Ora, os temas são infinitos e meu tempo é limitado. E tive que achar
atalhos para dar conta de atender minimamente minha curiosidade
compulsiva. E encontrei três atalhos extraordinariamente úteis e funcionais.
Em primeiro lugar, eu aboli a divisão entre “lugar para ler e estudar” e
“outros lugares”. Eu leio na fila do banco, no restaurante, na mesa de
bar, no ônibus, no avião, na sala de espera, no elevador e até
caminhando na rua (a gente só tropeça no início; depois, aprendemos a
manter um olho no livro e outro no caminho). O segundo atalho foram as
viagens. Tu podes ler 50 livros sobre a China. Se forem livros
efetivamente relevantes e minimamente complexos, isto te demandará dois
anos de trabalho. Mas se passares um único mês viajando pela China, conversando com as pessoas nas ruas, visitando as Universidades, lendo jornais (há muitos em inglês, don’t worry)

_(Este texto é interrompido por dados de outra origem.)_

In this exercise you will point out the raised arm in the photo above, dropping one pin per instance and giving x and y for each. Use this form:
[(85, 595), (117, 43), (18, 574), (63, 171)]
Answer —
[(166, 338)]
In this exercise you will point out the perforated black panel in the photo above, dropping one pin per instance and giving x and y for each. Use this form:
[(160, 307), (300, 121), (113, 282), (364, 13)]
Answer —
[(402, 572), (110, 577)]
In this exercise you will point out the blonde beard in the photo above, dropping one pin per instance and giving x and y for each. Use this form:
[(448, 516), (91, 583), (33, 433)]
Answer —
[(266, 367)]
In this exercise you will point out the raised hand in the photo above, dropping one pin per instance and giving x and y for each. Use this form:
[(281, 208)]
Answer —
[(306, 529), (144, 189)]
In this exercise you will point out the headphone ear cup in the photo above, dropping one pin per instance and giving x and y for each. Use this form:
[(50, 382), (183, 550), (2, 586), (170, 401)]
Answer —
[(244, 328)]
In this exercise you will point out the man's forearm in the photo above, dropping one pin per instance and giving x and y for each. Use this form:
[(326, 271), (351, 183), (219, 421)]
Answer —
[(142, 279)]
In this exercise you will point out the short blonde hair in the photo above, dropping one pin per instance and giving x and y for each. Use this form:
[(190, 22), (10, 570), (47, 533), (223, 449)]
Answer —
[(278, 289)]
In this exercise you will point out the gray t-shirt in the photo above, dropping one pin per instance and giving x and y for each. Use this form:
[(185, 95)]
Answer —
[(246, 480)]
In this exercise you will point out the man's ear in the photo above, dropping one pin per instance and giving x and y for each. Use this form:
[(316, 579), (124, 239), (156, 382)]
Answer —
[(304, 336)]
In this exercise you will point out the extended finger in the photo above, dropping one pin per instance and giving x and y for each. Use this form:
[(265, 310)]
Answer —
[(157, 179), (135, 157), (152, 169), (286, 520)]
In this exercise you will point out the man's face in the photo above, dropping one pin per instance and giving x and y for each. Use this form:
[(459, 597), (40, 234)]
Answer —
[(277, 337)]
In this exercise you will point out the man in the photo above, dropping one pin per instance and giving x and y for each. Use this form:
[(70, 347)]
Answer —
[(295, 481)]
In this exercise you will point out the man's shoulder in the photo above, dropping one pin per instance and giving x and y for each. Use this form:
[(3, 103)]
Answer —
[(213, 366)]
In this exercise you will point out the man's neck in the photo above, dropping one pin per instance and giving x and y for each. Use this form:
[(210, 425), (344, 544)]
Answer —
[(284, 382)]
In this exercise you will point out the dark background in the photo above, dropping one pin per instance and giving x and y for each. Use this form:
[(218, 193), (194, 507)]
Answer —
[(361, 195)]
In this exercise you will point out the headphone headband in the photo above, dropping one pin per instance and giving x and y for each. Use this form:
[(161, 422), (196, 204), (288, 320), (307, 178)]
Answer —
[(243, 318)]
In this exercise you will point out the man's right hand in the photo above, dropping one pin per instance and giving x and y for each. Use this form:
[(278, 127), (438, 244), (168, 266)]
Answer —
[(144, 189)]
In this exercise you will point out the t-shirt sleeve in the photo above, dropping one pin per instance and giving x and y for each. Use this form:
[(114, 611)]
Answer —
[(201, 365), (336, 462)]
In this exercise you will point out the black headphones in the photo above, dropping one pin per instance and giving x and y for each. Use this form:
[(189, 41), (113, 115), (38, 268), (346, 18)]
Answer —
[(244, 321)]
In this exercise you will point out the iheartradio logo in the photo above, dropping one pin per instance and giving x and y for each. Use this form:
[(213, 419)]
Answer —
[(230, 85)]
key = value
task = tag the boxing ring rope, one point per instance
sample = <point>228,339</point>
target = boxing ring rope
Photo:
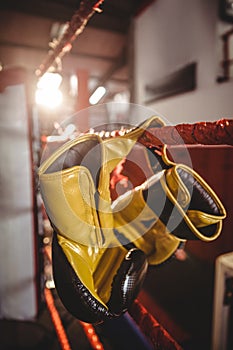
<point>61,334</point>
<point>75,27</point>
<point>204,133</point>
<point>219,132</point>
<point>153,331</point>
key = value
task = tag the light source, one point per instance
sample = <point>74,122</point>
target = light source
<point>48,93</point>
<point>97,95</point>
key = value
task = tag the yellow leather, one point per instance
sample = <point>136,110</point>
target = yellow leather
<point>95,267</point>
<point>179,196</point>
<point>85,229</point>
<point>139,224</point>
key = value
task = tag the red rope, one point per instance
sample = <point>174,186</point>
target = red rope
<point>158,336</point>
<point>61,334</point>
<point>219,132</point>
<point>92,336</point>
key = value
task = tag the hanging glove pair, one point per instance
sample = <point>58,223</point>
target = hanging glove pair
<point>101,249</point>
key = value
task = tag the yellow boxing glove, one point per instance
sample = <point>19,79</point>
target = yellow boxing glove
<point>101,249</point>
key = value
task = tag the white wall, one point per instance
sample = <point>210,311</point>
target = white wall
<point>169,35</point>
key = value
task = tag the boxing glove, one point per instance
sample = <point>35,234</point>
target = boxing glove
<point>96,277</point>
<point>172,206</point>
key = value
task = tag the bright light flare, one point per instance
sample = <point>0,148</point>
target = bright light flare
<point>97,95</point>
<point>48,93</point>
<point>49,98</point>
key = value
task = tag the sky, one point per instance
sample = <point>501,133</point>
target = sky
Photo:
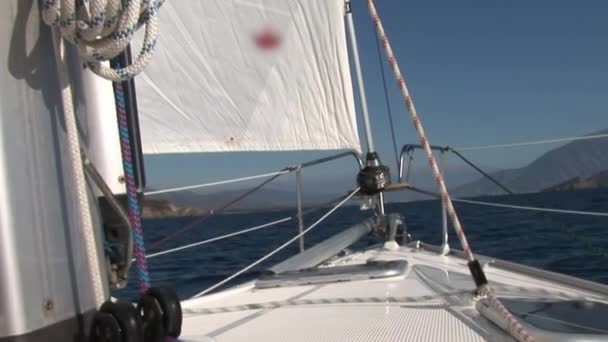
<point>480,72</point>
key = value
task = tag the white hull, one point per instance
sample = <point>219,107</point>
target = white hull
<point>407,316</point>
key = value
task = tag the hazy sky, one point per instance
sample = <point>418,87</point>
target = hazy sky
<point>480,72</point>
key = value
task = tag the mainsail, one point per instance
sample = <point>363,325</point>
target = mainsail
<point>248,75</point>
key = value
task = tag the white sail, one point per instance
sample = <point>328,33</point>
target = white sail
<point>248,75</point>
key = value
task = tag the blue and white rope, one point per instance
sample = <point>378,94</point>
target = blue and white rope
<point>102,29</point>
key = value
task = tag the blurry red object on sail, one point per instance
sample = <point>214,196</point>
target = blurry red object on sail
<point>267,39</point>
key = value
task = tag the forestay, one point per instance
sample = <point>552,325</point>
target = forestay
<point>248,75</point>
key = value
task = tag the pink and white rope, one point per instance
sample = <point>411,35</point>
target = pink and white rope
<point>445,196</point>
<point>515,328</point>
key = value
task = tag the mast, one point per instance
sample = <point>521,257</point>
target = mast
<point>375,176</point>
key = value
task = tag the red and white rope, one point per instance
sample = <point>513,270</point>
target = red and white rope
<point>515,328</point>
<point>423,138</point>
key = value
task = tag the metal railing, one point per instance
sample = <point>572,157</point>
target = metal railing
<point>407,151</point>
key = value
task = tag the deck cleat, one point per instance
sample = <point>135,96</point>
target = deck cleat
<point>374,177</point>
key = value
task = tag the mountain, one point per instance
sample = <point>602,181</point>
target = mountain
<point>156,208</point>
<point>596,181</point>
<point>582,158</point>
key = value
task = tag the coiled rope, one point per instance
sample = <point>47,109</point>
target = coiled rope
<point>134,209</point>
<point>102,29</point>
<point>84,207</point>
<point>534,142</point>
<point>283,246</point>
<point>515,328</point>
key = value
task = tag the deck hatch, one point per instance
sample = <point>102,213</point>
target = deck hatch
<point>310,276</point>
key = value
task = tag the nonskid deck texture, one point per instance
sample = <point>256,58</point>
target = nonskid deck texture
<point>432,301</point>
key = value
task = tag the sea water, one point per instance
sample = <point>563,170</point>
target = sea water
<point>571,244</point>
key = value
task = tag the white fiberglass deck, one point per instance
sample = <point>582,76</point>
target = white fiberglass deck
<point>425,310</point>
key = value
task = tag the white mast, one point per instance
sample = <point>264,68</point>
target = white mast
<point>362,97</point>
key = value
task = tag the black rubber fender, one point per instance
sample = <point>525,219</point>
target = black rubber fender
<point>128,318</point>
<point>152,317</point>
<point>172,309</point>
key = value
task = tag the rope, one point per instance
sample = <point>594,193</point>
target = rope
<point>221,237</point>
<point>83,205</point>
<point>222,182</point>
<point>280,248</point>
<point>305,212</point>
<point>549,210</point>
<point>386,98</point>
<point>478,276</point>
<point>102,29</point>
<point>536,142</point>
<point>132,201</point>
<point>423,138</point>
<point>214,212</point>
<point>320,301</point>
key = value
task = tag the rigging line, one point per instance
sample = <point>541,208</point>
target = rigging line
<point>214,212</point>
<point>536,142</point>
<point>485,174</point>
<point>280,248</point>
<point>221,237</point>
<point>265,225</point>
<point>338,300</point>
<point>222,182</point>
<point>386,97</point>
<point>477,273</point>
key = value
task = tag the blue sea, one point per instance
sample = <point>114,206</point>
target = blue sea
<point>565,243</point>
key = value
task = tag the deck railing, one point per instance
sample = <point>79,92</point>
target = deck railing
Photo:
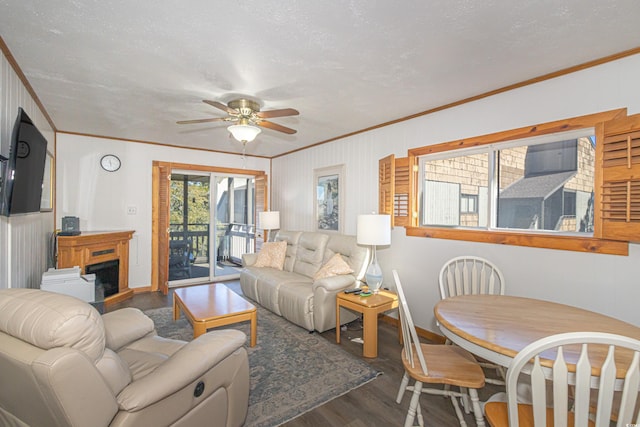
<point>233,240</point>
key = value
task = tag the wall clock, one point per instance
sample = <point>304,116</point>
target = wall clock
<point>110,163</point>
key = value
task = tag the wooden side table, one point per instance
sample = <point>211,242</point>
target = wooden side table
<point>370,307</point>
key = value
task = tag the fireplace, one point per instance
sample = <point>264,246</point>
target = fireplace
<point>107,275</point>
<point>103,253</point>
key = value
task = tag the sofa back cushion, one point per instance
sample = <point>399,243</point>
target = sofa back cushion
<point>356,256</point>
<point>48,320</point>
<point>310,253</point>
<point>292,238</point>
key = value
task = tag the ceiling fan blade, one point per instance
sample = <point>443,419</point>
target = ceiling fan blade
<point>277,113</point>
<point>275,126</point>
<point>221,106</point>
<point>214,119</point>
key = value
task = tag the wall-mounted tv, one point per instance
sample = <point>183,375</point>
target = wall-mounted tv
<point>21,186</point>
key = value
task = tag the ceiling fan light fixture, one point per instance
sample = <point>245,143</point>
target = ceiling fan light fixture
<point>244,132</point>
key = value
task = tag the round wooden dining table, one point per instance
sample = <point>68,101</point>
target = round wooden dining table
<point>497,327</point>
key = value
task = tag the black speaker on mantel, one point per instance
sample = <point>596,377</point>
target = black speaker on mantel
<point>70,226</point>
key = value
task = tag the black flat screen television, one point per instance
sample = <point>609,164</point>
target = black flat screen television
<point>21,186</point>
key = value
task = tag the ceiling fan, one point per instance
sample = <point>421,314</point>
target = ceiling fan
<point>246,116</point>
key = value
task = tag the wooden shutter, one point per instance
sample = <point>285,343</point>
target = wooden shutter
<point>386,172</point>
<point>394,189</point>
<point>617,192</point>
<point>161,177</point>
<point>262,204</point>
<point>402,191</point>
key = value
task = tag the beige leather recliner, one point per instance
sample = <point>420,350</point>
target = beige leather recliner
<point>63,364</point>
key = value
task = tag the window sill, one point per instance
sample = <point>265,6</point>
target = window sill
<point>566,243</point>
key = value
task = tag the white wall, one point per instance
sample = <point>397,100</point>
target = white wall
<point>100,199</point>
<point>23,238</point>
<point>603,283</point>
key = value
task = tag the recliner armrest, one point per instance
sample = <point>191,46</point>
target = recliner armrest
<point>335,283</point>
<point>124,326</point>
<point>186,365</point>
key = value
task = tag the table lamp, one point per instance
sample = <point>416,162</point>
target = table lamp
<point>373,230</point>
<point>269,220</point>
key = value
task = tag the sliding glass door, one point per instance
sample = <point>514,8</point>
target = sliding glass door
<point>211,225</point>
<point>234,219</point>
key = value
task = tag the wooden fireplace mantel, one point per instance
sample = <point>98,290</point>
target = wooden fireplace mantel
<point>92,247</point>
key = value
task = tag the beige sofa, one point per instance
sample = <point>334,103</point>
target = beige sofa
<point>63,364</point>
<point>292,292</point>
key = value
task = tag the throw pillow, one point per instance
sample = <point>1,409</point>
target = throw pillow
<point>272,255</point>
<point>335,266</point>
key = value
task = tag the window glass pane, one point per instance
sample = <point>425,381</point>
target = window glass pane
<point>455,191</point>
<point>547,186</point>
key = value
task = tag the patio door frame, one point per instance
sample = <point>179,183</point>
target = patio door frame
<point>161,177</point>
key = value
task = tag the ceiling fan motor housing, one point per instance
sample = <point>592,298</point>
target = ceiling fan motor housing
<point>246,107</point>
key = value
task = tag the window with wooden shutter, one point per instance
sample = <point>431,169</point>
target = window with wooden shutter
<point>401,197</point>
<point>386,172</point>
<point>613,210</point>
<point>618,179</point>
<point>394,189</point>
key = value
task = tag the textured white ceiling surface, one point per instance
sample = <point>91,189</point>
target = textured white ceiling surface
<point>131,69</point>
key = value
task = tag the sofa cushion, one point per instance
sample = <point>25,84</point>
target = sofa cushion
<point>269,283</point>
<point>310,253</point>
<point>336,265</point>
<point>292,238</point>
<point>295,301</point>
<point>353,254</point>
<point>48,320</point>
<point>272,255</point>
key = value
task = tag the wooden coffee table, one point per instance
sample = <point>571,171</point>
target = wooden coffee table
<point>209,306</point>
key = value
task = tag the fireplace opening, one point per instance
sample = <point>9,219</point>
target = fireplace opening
<point>107,274</point>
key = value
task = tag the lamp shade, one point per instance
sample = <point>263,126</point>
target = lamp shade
<point>269,220</point>
<point>244,132</point>
<point>374,229</point>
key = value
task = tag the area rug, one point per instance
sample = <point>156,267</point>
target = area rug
<point>291,370</point>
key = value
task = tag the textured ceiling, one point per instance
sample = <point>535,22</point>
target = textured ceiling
<point>131,69</point>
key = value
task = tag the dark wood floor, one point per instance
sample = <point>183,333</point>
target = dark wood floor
<point>372,404</point>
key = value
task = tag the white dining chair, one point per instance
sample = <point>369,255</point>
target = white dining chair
<point>435,364</point>
<point>472,275</point>
<point>581,394</point>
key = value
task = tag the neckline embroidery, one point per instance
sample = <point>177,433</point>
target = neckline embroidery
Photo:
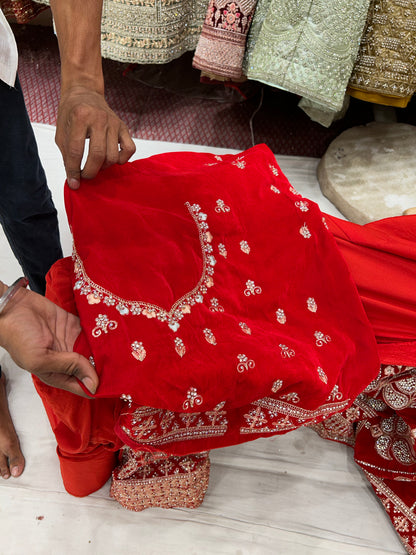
<point>96,294</point>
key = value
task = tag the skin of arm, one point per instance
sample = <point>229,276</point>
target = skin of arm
<point>40,336</point>
<point>83,111</point>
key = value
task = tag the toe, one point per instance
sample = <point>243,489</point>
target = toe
<point>4,467</point>
<point>16,463</point>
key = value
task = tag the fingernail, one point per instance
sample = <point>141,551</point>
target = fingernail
<point>89,384</point>
<point>73,183</point>
<point>15,471</point>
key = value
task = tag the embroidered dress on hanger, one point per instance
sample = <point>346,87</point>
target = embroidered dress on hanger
<point>385,69</point>
<point>22,11</point>
<point>149,32</point>
<point>221,46</point>
<point>307,47</point>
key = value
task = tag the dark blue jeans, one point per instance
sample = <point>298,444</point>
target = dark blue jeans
<point>27,212</point>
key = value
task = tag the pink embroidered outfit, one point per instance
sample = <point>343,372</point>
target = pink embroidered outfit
<point>216,307</point>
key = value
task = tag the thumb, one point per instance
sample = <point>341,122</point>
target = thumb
<point>73,181</point>
<point>67,370</point>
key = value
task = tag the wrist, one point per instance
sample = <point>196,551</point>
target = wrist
<point>10,294</point>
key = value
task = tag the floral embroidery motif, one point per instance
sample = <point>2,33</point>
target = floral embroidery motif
<point>138,351</point>
<point>245,328</point>
<point>192,398</point>
<point>274,170</point>
<point>240,162</point>
<point>277,385</point>
<point>321,338</point>
<point>103,324</point>
<point>215,305</point>
<point>251,288</point>
<point>281,316</point>
<point>335,394</point>
<point>96,293</point>
<point>286,352</point>
<point>401,393</point>
<point>394,440</point>
<point>221,207</point>
<point>244,246</point>
<point>255,418</point>
<point>304,231</point>
<point>92,299</point>
<point>322,375</point>
<point>179,346</point>
<point>126,398</point>
<point>244,363</point>
<point>303,205</point>
<point>222,250</point>
<point>209,336</point>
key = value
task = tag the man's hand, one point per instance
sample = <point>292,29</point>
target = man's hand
<point>83,113</point>
<point>40,337</point>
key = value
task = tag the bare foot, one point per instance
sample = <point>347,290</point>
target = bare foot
<point>12,461</point>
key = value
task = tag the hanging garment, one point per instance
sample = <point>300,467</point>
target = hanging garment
<point>22,11</point>
<point>154,32</point>
<point>306,47</point>
<point>221,46</point>
<point>385,69</point>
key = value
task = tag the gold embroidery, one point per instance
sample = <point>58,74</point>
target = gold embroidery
<point>244,363</point>
<point>244,246</point>
<point>215,306</point>
<point>222,250</point>
<point>182,306</point>
<point>321,339</point>
<point>252,288</point>
<point>103,324</point>
<point>281,316</point>
<point>286,352</point>
<point>138,351</point>
<point>245,328</point>
<point>221,207</point>
<point>179,346</point>
<point>192,398</point>
<point>304,231</point>
<point>209,336</point>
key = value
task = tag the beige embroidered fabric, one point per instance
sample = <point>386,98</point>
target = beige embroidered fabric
<point>307,47</point>
<point>150,31</point>
<point>385,69</point>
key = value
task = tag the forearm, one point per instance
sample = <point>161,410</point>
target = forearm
<point>78,28</point>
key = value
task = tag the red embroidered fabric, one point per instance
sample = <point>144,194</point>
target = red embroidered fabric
<point>217,309</point>
<point>22,10</point>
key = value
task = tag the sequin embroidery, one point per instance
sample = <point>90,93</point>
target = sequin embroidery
<point>87,287</point>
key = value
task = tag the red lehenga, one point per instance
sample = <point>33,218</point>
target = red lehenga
<point>217,308</point>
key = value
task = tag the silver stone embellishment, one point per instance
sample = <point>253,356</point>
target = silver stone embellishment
<point>103,324</point>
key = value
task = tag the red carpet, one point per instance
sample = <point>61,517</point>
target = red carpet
<point>156,107</point>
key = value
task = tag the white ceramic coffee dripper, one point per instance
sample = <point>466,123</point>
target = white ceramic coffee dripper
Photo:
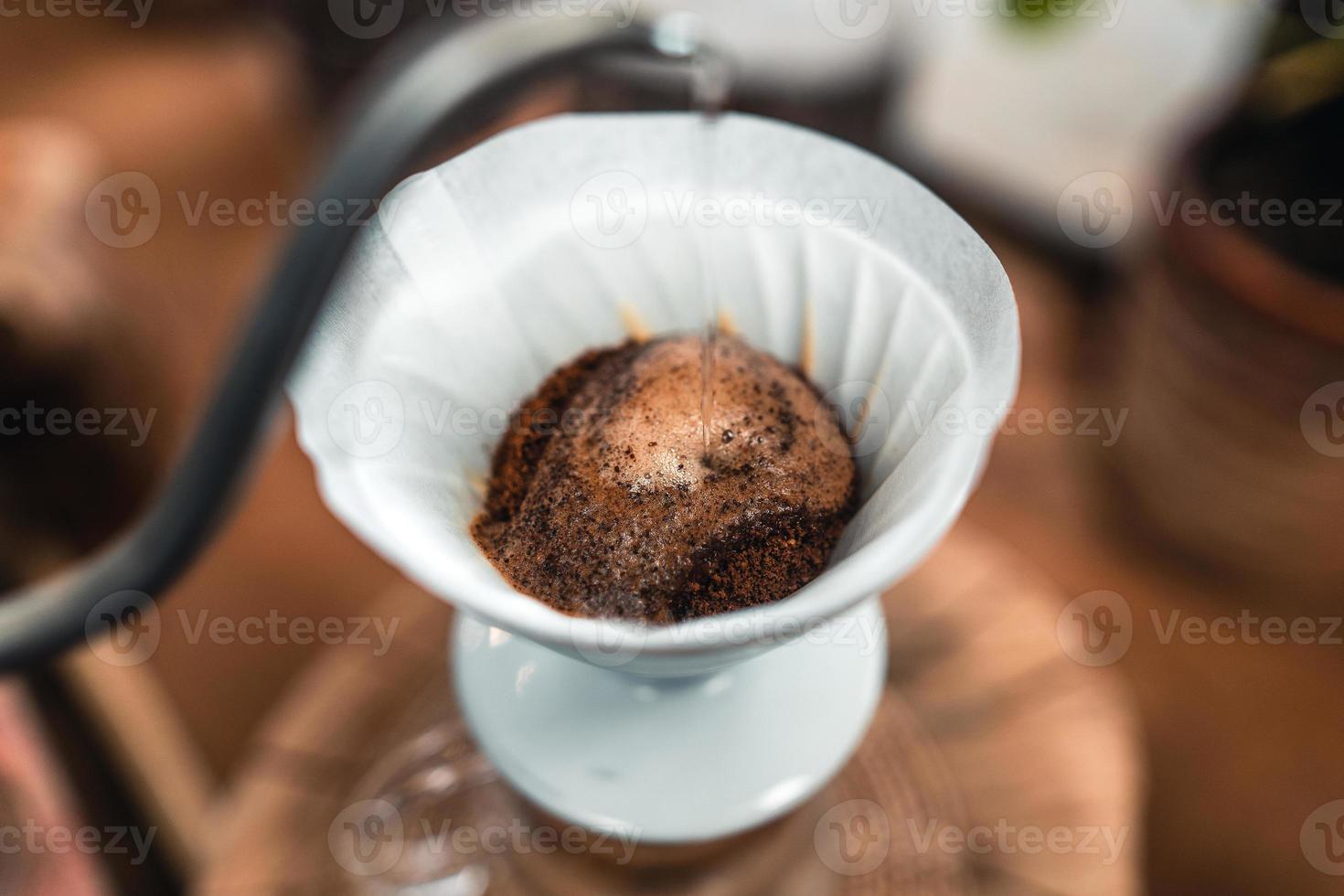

e livros que estão “bombando por lá” (há excelentes livrarias),
observando as estruturas urbanas, os padrões de interação entre as
pessoas, visitando os centros das principais cidades (sem esquecer das
periferias), dando a devida atenção às dinâmicas de trabalho, de
produção, de comércio e de oração (visitar templos é
básico!), tu vais voltar com um conhecimento maior do que tu alcançarias
lendo diversos livros no Brasil. Em geral, os livros te oferecem
leituras contraditórias sobre o país. Sem que tu saibas qual delas é a
mais confiável. Ou melhor: sem que tu contes com a base experiencial
para entender as determinações das divergências e tentar articular uma
síntese das oposições.
Mas, creio eu, o atalho mais importante para se chegar o mais
perto possível do impossível – Entender o mundo! – é o atalho que nos
foi ensinado por Apolo em Delfos: Conhece-te a ti mesmo! Por
quê? Porque os dois primeiros atalhos – ler e estudar em lugares
“inusuais” e viajar pelo mundo – só podem trazer conhecimento se
pudermos confiar na interpretação que fazemos dos textos lidos e dos
registros e interpretações que damos aos eventos observados em outros
mundos. … E como podemos nos asseverar de que estamos vendo “o que é” e
não o que “queremos ver?”. A resposta é complexa, claro. Mas ela conta
com um excelente ponto de partida: o que é que tu queres ver? Se souberes onde está o teu desejo, fica bem mais fácil de identificar se o que vês corresponde – ou não! – ao que tu queres ver. Se estiveres vendo o que não queres ver, há uma grande probabilidade de estares vendo (parte de) aquilo que é. Quando vês o que não queres ver, o princípio da realidade está se impondo sobre o princípio do prazer.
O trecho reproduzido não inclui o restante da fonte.